Keep the rainy-day fund safe

Since the drama at Northern Rock last summer, British savers have felt understandably nervy about the security of their savings. Now chancellor Alistair Darling is trying to curb those fears by improving the UK’s deposit protection scheme.

The first big change is to extend the Financial Services Compensation Scheme to cover the first £50,000 of your cash, rather than £35,000. His other aim is to cap the time taken for the scheme to pay out at one week. That’s all well and good, although quite how such a short deadline will work for a large bank facing thousands of claims is unclear.

The new rules, assuming they pass through the consultation process, look likely to come into force next February. So who will pay for the enlarged scheme? There’s the rub. Under current proposals the scheme will not be “pre-funded” – banks are refusing to stump up capital right now, just as they are struggling to raise it. Instead, it seems the FCSC will be able to borrow “short-term” from the National Loans Fund to meet claims. In other words, if a bank goes bust, the taxpayer will bail out its depositors. The government will then claw this money back by selling the bank’s assets, and imposing a levy on other banks.

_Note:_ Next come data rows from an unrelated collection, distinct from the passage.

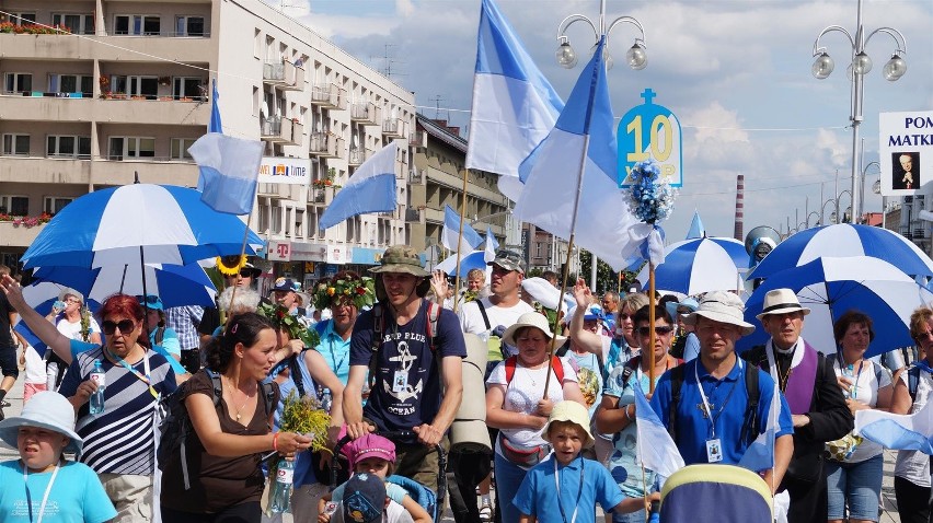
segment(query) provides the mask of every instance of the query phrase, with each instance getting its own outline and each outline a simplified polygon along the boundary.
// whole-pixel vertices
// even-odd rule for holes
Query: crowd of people
[[[923,408],[933,310],[913,313],[907,358],[895,347],[865,358],[869,316],[848,312],[837,347],[813,347],[809,309],[775,289],[758,315],[770,338],[739,353],[756,327],[735,293],[657,297],[652,309],[643,292],[596,297],[583,280],[562,294],[556,275],[527,277],[507,249],[488,269],[457,290],[394,246],[369,276],[338,272],[304,292],[284,277],[265,298],[260,269],[243,264],[216,309],[114,294],[91,317],[70,289],[36,312],[0,267],[0,400],[18,345],[27,379],[22,412],[0,421],[21,456],[0,464],[0,520],[280,521],[266,475],[281,456],[296,522],[430,521],[393,475],[446,488],[458,523],[588,522],[597,504],[607,523],[644,522],[665,479],[638,457],[644,395],[687,465],[739,464],[778,402],[773,466],[755,472],[787,500],[787,521],[878,521],[883,449],[853,433],[854,414]],[[281,428],[290,395],[329,410],[323,449]],[[192,430],[161,463],[170,396]],[[451,430],[476,408],[482,430]],[[332,467],[345,481],[333,492]],[[901,451],[895,475],[901,521],[930,521],[929,456]]]

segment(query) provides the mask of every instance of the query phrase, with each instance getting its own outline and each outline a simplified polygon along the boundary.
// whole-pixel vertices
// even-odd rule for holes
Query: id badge
[[[719,444],[718,438],[706,440],[706,461],[709,463],[723,461],[723,445]]]
[[[404,371],[395,371],[392,376],[392,392],[405,392],[408,387],[408,373]]]

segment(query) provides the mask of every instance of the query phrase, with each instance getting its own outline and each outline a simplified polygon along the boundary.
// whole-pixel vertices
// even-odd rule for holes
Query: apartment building
[[[466,212],[464,217],[473,229],[485,236],[487,229],[500,245],[519,242],[519,231],[508,207],[508,199],[497,188],[498,175],[485,171],[466,171],[466,140],[460,129],[446,120],[416,116],[416,131],[412,135],[413,163],[408,175],[411,198],[408,225],[411,245],[418,251],[434,253],[439,262],[447,253],[440,252],[444,229],[444,209],[452,207],[461,212],[463,176],[466,175]],[[431,256],[429,255],[429,258]]]
[[[260,184],[250,224],[276,274],[364,268],[407,242],[414,94],[298,21],[258,0],[0,0],[0,262],[15,265],[36,218],[88,191],[136,176],[194,186],[187,148],[206,132],[212,80],[223,132],[262,140],[266,171],[307,174]],[[318,231],[334,193],[392,140],[404,144],[398,209]]]

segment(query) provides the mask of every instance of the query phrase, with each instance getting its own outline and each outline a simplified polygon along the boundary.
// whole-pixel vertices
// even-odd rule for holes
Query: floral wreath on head
[[[315,329],[304,326],[283,305],[261,302],[256,312],[268,318],[276,329],[286,329],[289,339],[300,339],[306,348],[312,349],[321,342],[321,337]]]
[[[341,278],[322,281],[314,288],[314,309],[323,311],[331,309],[334,303],[353,302],[361,311],[376,303],[376,281],[362,276],[360,278]]]
[[[237,276],[240,274],[240,269],[246,266],[246,256],[243,255],[232,255],[232,256],[218,256],[217,257],[217,270],[220,271],[221,275],[224,276]]]

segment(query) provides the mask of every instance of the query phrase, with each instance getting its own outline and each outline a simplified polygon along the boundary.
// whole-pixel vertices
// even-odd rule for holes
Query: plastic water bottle
[[[278,470],[273,485],[272,503],[269,510],[280,514],[291,509],[291,489],[295,480],[295,462],[288,460],[278,461]]]
[[[327,414],[331,414],[331,405],[334,404],[334,396],[331,394],[330,388],[324,388],[321,393],[321,408],[324,409]]]
[[[97,391],[91,394],[91,414],[104,412],[104,390],[107,387],[107,375],[101,360],[94,360],[94,370],[91,371],[91,381],[97,384]]]

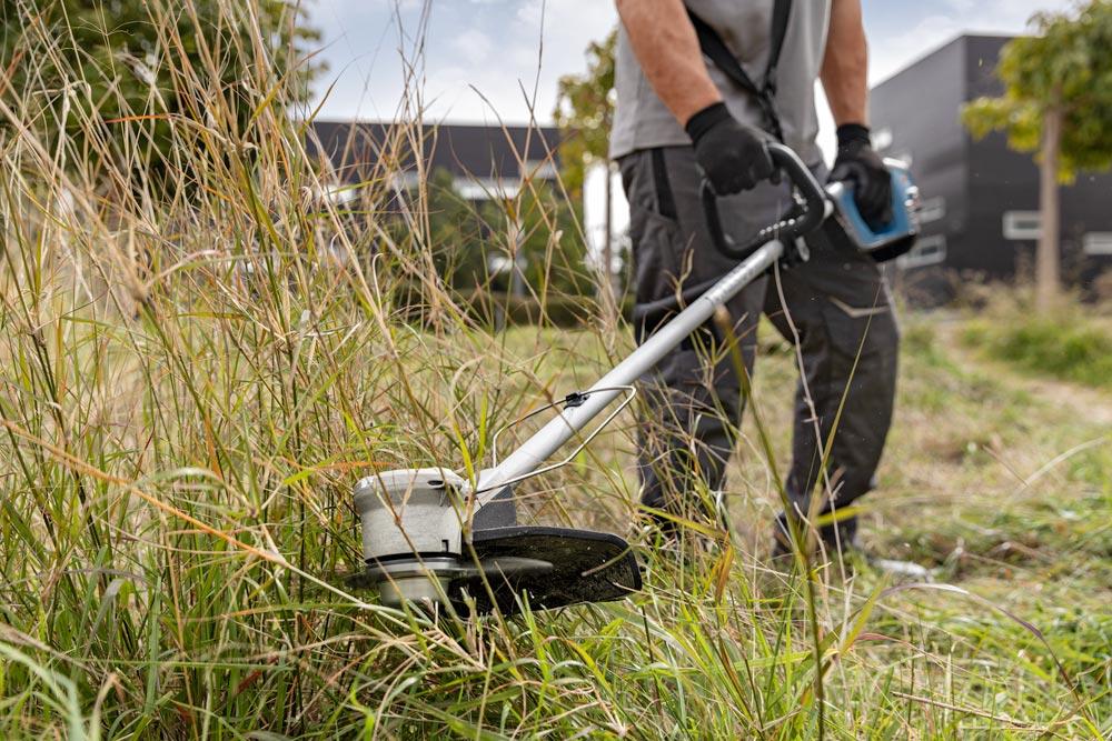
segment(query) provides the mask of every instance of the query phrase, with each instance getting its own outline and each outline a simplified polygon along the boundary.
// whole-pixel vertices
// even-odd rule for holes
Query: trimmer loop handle
[[[718,194],[714,192],[711,182],[704,179],[701,196],[707,228],[711,230],[711,239],[715,249],[727,258],[744,260],[773,239],[788,244],[797,237],[805,237],[818,229],[826,219],[826,193],[815,180],[815,176],[800,159],[800,156],[791,148],[778,143],[768,144],[768,154],[772,157],[773,164],[787,174],[788,180],[803,198],[803,212],[765,227],[753,239],[737,246],[723,230],[722,217],[718,213]]]

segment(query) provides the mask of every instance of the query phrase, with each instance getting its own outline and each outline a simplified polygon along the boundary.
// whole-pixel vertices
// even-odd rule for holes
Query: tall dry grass
[[[69,29],[7,7],[30,73],[0,93],[0,735],[1109,732],[1099,658],[1058,667],[991,605],[923,605],[864,564],[778,573],[708,523],[708,550],[634,533],[646,588],[618,603],[437,624],[349,589],[361,474],[474,472],[500,423],[589,383],[628,334],[477,322],[433,269],[428,173],[399,197],[386,157],[354,201],[322,198],[254,6],[218,6],[211,49],[235,53],[195,67],[175,32],[192,2],[147,6],[181,109],[152,90],[111,118],[120,101],[64,61]],[[36,76],[51,64],[61,88]],[[387,151],[419,149],[419,109],[415,90]],[[556,261],[579,236],[553,239]],[[628,532],[634,433],[624,419],[523,509]],[[739,512],[774,511],[778,463],[734,484]]]

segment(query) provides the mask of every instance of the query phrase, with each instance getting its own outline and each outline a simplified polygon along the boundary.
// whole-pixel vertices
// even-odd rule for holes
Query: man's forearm
[[[868,46],[861,0],[834,0],[822,81],[837,126],[868,126]]]
[[[682,0],[617,0],[617,8],[645,77],[679,126],[722,100]]]

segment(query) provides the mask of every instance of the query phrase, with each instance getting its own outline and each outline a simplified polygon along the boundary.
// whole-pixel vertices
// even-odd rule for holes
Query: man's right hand
[[[776,167],[761,132],[735,119],[717,102],[687,121],[695,161],[718,196],[751,190],[775,174]]]

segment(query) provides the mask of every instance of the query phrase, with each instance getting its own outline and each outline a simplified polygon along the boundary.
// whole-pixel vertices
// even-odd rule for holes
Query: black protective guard
[[[519,594],[534,610],[552,610],[620,600],[641,589],[637,558],[628,543],[610,533],[530,525],[495,528],[475,531],[471,548],[480,561],[526,558],[547,561],[553,569],[543,574],[508,577],[489,570],[485,582],[480,577],[455,579],[448,597],[460,614],[469,610],[464,594],[475,600],[479,614],[493,611],[495,603],[504,614],[515,614],[520,611]],[[464,555],[468,558],[471,553]]]

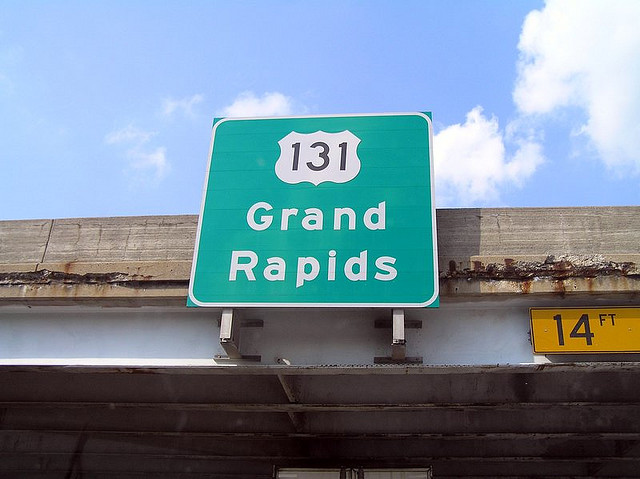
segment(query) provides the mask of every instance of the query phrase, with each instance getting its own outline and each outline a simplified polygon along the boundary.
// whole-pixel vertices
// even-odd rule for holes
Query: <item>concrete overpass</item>
[[[0,477],[638,477],[640,356],[534,355],[529,308],[640,306],[640,207],[437,222],[395,316],[187,309],[194,216],[0,222]]]

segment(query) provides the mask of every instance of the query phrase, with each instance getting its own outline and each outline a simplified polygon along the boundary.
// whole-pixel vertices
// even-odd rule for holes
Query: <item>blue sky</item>
[[[438,207],[637,205],[640,2],[14,1],[0,219],[196,214],[216,116],[432,111]]]

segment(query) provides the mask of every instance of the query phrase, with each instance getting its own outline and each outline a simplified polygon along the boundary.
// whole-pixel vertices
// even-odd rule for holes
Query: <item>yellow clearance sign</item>
[[[640,308],[531,308],[538,354],[638,353]]]

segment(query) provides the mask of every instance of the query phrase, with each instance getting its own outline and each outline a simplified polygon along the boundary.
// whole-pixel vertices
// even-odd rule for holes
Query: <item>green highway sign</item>
[[[216,120],[190,306],[438,304],[429,114]]]

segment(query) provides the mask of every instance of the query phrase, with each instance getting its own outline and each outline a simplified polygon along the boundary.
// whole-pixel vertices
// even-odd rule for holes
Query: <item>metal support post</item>
[[[227,355],[226,357],[216,356],[216,359],[260,361],[260,356],[247,356],[240,352],[240,328],[251,326],[262,327],[263,322],[261,320],[240,321],[237,312],[233,309],[223,309],[220,318],[220,346]]]
[[[405,329],[420,329],[422,321],[405,320],[403,309],[394,309],[391,314],[391,321],[380,319],[375,322],[376,328],[391,328],[391,356],[375,357],[375,364],[422,364],[422,356],[407,357],[407,340],[405,338]]]

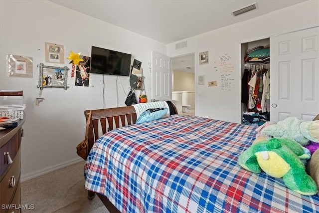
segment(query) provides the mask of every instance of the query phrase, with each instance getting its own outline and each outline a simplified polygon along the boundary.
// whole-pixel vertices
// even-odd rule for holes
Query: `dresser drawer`
[[[21,149],[19,150],[9,170],[0,183],[1,205],[9,204],[20,182]]]
[[[15,193],[14,194],[14,197],[12,200],[12,202],[11,202],[11,204],[12,206],[11,207],[12,209],[8,210],[8,213],[21,213],[21,208],[20,206],[20,198],[21,198],[21,186],[20,186],[20,183],[18,184],[17,188],[16,189],[16,191],[15,191]]]
[[[9,165],[7,164],[6,160],[6,153],[8,152],[11,160],[14,161],[17,150],[18,149],[17,139],[17,135],[15,134],[8,141],[7,143],[0,147],[0,177],[2,176],[3,172]]]

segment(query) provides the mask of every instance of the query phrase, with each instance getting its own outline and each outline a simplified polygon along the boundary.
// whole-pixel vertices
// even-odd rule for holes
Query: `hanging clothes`
[[[252,78],[248,84],[249,85],[248,91],[248,109],[254,109],[256,104],[256,100],[253,97],[257,80],[256,72],[255,70],[252,71]]]
[[[244,75],[241,79],[241,102],[245,105],[248,104],[248,89],[247,86],[249,77],[249,70],[247,69],[244,70]]]

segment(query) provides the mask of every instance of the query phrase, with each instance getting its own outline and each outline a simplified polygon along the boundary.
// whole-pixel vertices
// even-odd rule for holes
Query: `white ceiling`
[[[164,44],[242,21],[306,0],[51,0]],[[231,12],[254,2],[257,9]]]
[[[173,43],[306,1],[50,0],[164,44]],[[257,2],[256,9],[237,16],[232,15],[233,11],[255,2]],[[178,70],[182,69],[183,67],[183,71],[193,72],[193,61],[189,61],[187,57],[189,56],[185,57],[185,58],[181,57],[173,59],[172,67],[174,68],[175,64],[175,67],[178,67]],[[180,62],[181,61],[184,61],[184,62]],[[178,64],[178,62],[180,63]],[[185,68],[190,66],[191,66],[192,71]]]

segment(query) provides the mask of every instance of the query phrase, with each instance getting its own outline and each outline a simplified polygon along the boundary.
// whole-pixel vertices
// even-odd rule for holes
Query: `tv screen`
[[[90,73],[130,76],[132,55],[92,46]]]

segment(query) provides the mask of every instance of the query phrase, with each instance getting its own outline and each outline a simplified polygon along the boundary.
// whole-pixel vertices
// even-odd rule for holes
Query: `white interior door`
[[[270,120],[319,113],[319,27],[270,38]]]
[[[170,99],[170,58],[152,51],[152,99],[160,101]]]

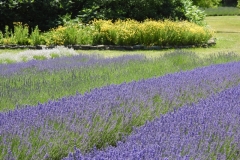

But that could take time. As David Wighton in The Times points out, “the snag… is that a bank failure is likely to come at a time when the entire banking system is under stress. This is precisely the wrong moment to ask banks for money or to sell bank assets”. So the scheme may well provide a touch more reassurance for savers with more than £35,000 in the bank. But it merely underlines the fact that as with Northern Rock, it’s the taxpayer who ends up on the hook for UK banking busts, rather than the banking industry. 

One thing’s for sure – regardless of how much you have in the bank, it would still be a huge pain to have your cash caught up in a bank run. So it’s worth having accounts with more than one provider. But bear in mind that the current FSCS scheme works on the basis of one claim per person per bank. So if you have separate accounts with a bank that owns and runs several brands that all share a single FSA registration, you are only entitled to one claim. You can check which organisations this affects here. 

Then there’s “netting”. Currently anyone who has a deposit of say £30,000 and a mortgage of £100,000 with the same bank, would find, were it to fail, that they are treated as owing a net £70,000. This means no FSCS claim to recover the £30,000 of savings, a headache if you originally set up the deposit as an easy-access rainy-day fund. That’s why it’s worth considering having your savings and your mortgage at different banks if you need guaranteed access to your cash.